- Machine learning systems are generally trained offline using ground truth data that has been labeled by experts. However, these batch training methods are not a good fit for many applications, especially in the cases where complete ground truth data is not available for offline training. In addition, batch methods do not perform well in applications where the learning system is expected to quickly adapt to changes in the data with a non-stationary distribution and also remain resistant to label noise. Online learning algorithms provide solutions to these challenges, but these algorithms often assume that the ground truth is available after making every prediction.
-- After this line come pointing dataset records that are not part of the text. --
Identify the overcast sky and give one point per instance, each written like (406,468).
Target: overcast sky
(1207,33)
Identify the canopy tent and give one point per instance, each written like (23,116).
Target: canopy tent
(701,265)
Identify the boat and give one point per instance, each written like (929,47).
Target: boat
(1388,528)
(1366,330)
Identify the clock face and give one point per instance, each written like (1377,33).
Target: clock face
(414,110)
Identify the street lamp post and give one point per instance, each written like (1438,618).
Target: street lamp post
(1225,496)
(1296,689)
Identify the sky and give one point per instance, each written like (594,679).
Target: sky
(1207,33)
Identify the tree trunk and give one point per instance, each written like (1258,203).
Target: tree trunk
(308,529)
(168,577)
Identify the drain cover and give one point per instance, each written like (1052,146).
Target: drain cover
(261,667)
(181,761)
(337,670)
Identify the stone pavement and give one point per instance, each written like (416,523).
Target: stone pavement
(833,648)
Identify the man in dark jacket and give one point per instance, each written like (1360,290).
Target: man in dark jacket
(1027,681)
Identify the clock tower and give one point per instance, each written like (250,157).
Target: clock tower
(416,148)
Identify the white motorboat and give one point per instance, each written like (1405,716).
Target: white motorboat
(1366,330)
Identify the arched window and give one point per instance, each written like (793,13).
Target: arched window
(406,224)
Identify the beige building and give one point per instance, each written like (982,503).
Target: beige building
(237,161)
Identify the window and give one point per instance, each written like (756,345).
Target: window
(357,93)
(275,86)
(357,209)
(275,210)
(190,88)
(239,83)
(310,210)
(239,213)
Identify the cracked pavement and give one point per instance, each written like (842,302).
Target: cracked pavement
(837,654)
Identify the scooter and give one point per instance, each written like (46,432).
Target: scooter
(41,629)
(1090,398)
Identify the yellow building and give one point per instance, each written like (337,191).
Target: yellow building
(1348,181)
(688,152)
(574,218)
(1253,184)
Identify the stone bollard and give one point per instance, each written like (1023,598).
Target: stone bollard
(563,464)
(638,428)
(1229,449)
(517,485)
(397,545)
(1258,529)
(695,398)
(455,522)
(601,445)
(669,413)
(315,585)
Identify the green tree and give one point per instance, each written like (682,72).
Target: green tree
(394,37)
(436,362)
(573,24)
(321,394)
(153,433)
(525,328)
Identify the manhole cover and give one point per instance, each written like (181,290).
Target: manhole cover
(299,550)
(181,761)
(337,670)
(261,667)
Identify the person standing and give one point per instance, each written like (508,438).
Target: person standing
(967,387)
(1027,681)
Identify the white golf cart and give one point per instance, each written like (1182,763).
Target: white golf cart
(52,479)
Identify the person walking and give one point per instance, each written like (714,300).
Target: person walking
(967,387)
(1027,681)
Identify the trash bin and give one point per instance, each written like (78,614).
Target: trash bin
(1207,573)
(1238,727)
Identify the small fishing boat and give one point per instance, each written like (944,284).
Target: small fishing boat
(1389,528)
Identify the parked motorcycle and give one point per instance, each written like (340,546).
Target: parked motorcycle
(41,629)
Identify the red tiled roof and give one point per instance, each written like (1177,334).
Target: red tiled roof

In this thesis, we describe the 'online email tagging' problem where an underlying algorithm predicts a set of user-defined tags for an incoming email message. The email client user interface displays the predicted tags for the message, and the user doesn't need to do anything unless those predictions are wrong (in which case, the user can delete the incorrect tags and add the missing tags). This means that the learning algorithm never receives confirmation that its predictions are correct - it only receives feedback when it makes a mistake. This violates the assumption of most online learning algorithms, and can lead to slower and less effective learning. In many cases, the learning algorithm would benefit from positive feedback, i.e., confirmation of correct predictions.
One could assume that if the user never changes any tag, then the predictions are correct. But users sometimes forget to correct the tags, presumably because they are focused on the content of the email messages and fail to notice incorrect and missing tags. The aim of this thesis is to determine whether implicit feedback can provide useful additional training examples to the email prediction subsystem of TaskTracer, known as TAPE (Tag Assistant for Productive Email). Our hypothesis is that, the more time a user spends working on an email message, the more likely it is that the user will notice tag errors and correct them. If, after the user has spent enough time working on an email message, no corrections have been made, then perhaps it is safe for the learning system to treat the predicted tags as being correct and train accordingly. We propose four algorithms (and three baselines) for incorporating implicit feedback into the TAPE email tag predictor. These algorithms are then evaluated using (i) email interaction and tag correction events collected from 14 user-study participants as they performed email-directed tasks while using TAPE, and (ii) case studies on real knowledge workers using TAPE to manage their own email messages. The results show that implicit feedback produces important increases in training feedback, and therefore, significantly reduces subsequent prediction errors despite the fact that implicit feedback is not perfect. We conclude that implicit feedback mechanisms can provide a useful performance boost for online email tagging systems. Finally, we perform a simulation study to show how tags could provide services to help with information re-finding and several common tasks that the users often need to perform within the email system. Our simulation results show that tag services have potential to greatly reduce the number of clicks required to perform these tasks.